The figure of individuals killed in an incredible storm and preceding floods in Mozambique could surpass 1,000, the president said on Monday, putting the potential loss of life enormously more than current figures.
Eighty-four passings have been affirmed so far in Mozambique because of Cyclone Idai, which has likewise left a trail of death and annihilation crosswise over Zimbabwe and Malawi, with immense regions of land overflowed, streets pulverized and correspondence cleared out.
Talking on Radio Mocambique, President Filipe Nyusi said he had flown over the influenced area, where two waterways had flooded. Towns had vanished, he stated, and bodies were coasting in the water.
“Everything indicates that we can register more than 1,000 deaths,” he said.
The cyclone has also killed 98 people and more than 200 are missing in Zimbabwe, the government said on Monday, while the death toll in Malawi from heavy rains and flooding stood at 56 as of last week. No new numbers had been released following the cyclone’s arrival in the country.
Caroline Haga, a senior International Federation of the Red Cross official who is in Beira, said the situation could be far worse in the surrounding areas, which remained completely cut off by road and where houses were not as sturdy.
Nyusi flew over areas that were otherwise accessible, and some of which had been hit by flooding before Cyclone Idai.
In Beira, Mozambique’s fourth-largest city and home to 500,000 people, a large dam had burst, further complicating rescue efforts.
Large swathes of land were completely submerged, and in some streets people waded through knee-high water around piles of mangled metal and other debris.
In the early hours of Monday morning, rescuers launched dinghies onto chest-high waters, navigating through reeds and trees – where some people perched on branches to escape the water – to rescue those trapped by the flooding.
Meanwhile, rescuers were struggling to reach people in Zimbabwe’s Chimanimani district, cut off from the rest of the country by torrential rains and winds of up to 170 kph that swept away roads, homes and bridges and knocked out power and communication lines.
Zimbabwe’s treasury has released $18 million to rebuild roads and bridges, provide water and sanitation and electricity.
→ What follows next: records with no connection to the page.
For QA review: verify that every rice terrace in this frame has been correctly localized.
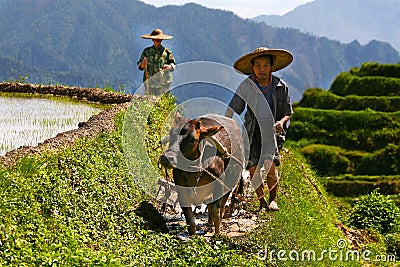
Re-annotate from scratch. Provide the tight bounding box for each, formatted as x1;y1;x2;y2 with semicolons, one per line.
0;64;399;266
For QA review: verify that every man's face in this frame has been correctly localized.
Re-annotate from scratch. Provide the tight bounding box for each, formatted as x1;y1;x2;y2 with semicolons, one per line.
252;56;272;81
152;39;162;47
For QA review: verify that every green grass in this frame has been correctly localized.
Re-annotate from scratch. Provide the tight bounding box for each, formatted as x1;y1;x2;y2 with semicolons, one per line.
0;97;393;266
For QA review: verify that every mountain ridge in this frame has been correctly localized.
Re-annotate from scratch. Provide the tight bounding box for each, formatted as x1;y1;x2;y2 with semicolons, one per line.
0;0;399;100
254;0;400;53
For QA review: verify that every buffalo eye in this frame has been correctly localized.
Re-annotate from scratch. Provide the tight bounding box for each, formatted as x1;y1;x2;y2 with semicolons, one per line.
179;128;187;136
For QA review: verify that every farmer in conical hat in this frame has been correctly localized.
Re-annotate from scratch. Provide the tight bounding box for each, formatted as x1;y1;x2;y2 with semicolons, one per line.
226;47;294;211
137;28;176;95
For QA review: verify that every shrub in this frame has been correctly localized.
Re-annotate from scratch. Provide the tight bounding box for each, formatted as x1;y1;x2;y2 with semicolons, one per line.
330;74;400;97
384;233;400;260
291;108;400;152
358;62;400;78
298;88;340;109
329;72;349;96
356;143;400;175
297;87;400;112
300;144;351;176
348;189;400;234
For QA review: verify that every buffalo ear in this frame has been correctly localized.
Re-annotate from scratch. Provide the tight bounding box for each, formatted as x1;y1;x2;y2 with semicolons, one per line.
200;124;224;138
174;111;186;125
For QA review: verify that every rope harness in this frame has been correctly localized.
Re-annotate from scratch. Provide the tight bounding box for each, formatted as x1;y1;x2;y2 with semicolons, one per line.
157;135;244;212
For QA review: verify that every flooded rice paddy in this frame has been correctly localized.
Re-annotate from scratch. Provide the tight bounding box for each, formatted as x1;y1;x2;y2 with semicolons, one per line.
0;94;102;155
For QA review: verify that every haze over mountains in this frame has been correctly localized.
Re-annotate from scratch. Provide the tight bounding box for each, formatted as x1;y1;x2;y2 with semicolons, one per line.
0;0;398;101
254;0;400;53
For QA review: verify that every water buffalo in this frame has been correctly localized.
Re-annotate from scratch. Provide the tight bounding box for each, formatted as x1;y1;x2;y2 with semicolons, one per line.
159;112;244;235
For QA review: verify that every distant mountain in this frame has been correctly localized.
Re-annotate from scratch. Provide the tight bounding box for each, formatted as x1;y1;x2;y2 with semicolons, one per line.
0;0;399;101
254;0;400;53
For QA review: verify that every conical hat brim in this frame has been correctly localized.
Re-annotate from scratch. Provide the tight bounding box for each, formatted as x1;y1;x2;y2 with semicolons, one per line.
141;34;173;40
234;48;293;74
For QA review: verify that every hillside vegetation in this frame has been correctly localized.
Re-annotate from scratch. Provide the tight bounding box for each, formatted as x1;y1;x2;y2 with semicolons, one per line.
0;0;399;100
292;62;400;208
1;93;387;266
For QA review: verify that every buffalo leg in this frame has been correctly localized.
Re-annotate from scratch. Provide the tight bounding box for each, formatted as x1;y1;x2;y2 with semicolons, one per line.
182;207;196;235
219;193;230;219
207;202;221;234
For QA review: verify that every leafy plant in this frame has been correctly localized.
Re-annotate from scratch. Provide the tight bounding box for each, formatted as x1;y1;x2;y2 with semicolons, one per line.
356;143;400;175
348;189;400;233
300;144;351;176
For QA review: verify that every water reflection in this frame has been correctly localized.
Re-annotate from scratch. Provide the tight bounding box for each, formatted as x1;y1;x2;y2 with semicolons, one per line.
0;96;101;155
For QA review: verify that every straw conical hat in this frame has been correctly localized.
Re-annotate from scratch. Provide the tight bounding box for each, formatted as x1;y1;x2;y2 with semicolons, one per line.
234;47;293;74
141;28;173;40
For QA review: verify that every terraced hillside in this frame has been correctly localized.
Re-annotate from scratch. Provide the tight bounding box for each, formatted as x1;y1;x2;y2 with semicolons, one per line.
291;62;400;199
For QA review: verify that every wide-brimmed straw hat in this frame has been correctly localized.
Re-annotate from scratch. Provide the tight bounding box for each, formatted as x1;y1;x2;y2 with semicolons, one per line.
141;28;173;40
234;47;293;74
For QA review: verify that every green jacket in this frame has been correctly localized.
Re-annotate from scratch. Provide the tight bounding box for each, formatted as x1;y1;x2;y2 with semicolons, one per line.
137;45;176;88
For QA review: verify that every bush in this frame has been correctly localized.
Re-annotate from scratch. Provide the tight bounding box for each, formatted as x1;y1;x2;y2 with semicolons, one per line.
330;63;400;97
297;87;400;112
329;72;349;96
330;73;400;97
300;144;351;176
356;143;400;175
384;233;400;260
298;88;340;109
358;62;400;78
290;108;400;152
348;189;400;234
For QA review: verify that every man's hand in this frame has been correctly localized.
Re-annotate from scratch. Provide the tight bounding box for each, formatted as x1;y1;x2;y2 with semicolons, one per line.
163;64;173;71
275;120;284;132
140;57;148;69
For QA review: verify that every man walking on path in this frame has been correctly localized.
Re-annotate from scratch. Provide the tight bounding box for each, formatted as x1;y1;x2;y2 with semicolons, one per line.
137;28;176;95
225;47;293;211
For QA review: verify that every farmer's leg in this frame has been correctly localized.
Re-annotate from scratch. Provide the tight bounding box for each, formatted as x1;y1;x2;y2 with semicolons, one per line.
266;162;279;211
248;165;268;210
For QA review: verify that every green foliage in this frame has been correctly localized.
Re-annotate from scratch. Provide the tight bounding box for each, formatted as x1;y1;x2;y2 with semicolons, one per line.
237;148;366;267
0;129;146;265
294;62;400;199
330;71;400;97
297;88;340;109
357;62;400;78
290;108;400;152
145;94;176;167
299;142;400;178
1;1;399;99
325;175;400;197
300;144;351;176
298;87;400;112
384;233;400;260
349;189;400;234
329;72;348;96
330;174;400;182
356;143;400;175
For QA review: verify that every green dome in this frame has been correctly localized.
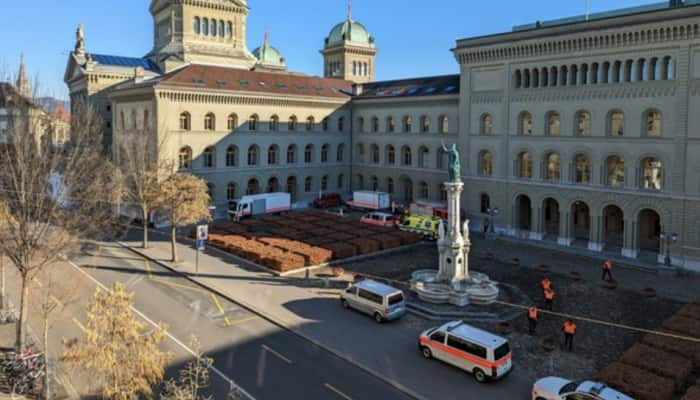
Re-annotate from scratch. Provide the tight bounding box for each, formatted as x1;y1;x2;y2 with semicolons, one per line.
252;43;285;67
326;18;374;47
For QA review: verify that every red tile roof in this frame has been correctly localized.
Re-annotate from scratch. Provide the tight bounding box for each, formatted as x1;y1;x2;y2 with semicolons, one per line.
133;64;354;99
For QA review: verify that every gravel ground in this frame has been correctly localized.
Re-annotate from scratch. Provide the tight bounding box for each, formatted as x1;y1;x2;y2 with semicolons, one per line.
338;242;685;384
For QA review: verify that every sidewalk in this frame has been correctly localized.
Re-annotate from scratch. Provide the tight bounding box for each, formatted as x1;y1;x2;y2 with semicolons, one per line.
119;230;532;400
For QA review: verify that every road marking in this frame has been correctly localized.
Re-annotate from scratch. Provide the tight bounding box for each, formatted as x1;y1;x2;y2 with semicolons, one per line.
145;260;209;294
324;383;353;400
211;293;233;327
72;317;87;333
261;344;292;365
66;259;255;400
227;316;258;326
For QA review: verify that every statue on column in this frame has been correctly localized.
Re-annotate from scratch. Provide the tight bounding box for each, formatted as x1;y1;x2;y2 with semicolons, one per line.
75;23;85;54
441;141;462;183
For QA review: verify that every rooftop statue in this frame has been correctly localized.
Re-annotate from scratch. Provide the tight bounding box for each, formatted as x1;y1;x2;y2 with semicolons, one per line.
441;142;462;183
75;23;85;54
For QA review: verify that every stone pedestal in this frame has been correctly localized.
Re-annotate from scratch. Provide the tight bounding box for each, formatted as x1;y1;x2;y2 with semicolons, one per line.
438;181;470;284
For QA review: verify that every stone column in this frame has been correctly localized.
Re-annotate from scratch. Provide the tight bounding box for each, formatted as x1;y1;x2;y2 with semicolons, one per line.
588;214;604;252
557;210;573;246
438;181;469;284
530;205;544;241
622;219;639;258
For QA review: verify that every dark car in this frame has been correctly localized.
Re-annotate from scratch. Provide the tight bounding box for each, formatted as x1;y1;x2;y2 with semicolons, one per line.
313;193;342;208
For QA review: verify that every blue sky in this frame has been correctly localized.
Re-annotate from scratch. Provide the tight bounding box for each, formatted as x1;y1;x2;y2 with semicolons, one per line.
1;0;654;98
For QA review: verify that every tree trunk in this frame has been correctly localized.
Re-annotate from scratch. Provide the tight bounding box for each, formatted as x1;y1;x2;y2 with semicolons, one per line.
43;315;50;400
0;253;5;311
142;208;149;249
171;226;178;262
16;274;29;350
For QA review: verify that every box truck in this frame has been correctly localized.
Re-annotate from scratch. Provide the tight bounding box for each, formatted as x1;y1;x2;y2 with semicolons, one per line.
228;193;291;221
410;199;448;220
346;191;391;210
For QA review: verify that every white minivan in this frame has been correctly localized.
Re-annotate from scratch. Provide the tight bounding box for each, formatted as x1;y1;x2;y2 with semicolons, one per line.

Families began burying the dead but the death toll is expected to rise.
Many people had been sleeping in the mountains since Friday, after their homes were flattened by rock falls and mudslides or washed away by torrential rains.
The Harare government has declared a state of disaster in areas affected by the storm. Zimbabwe, a country of 15 million people, was already suffering a severe drought that has wilted crops.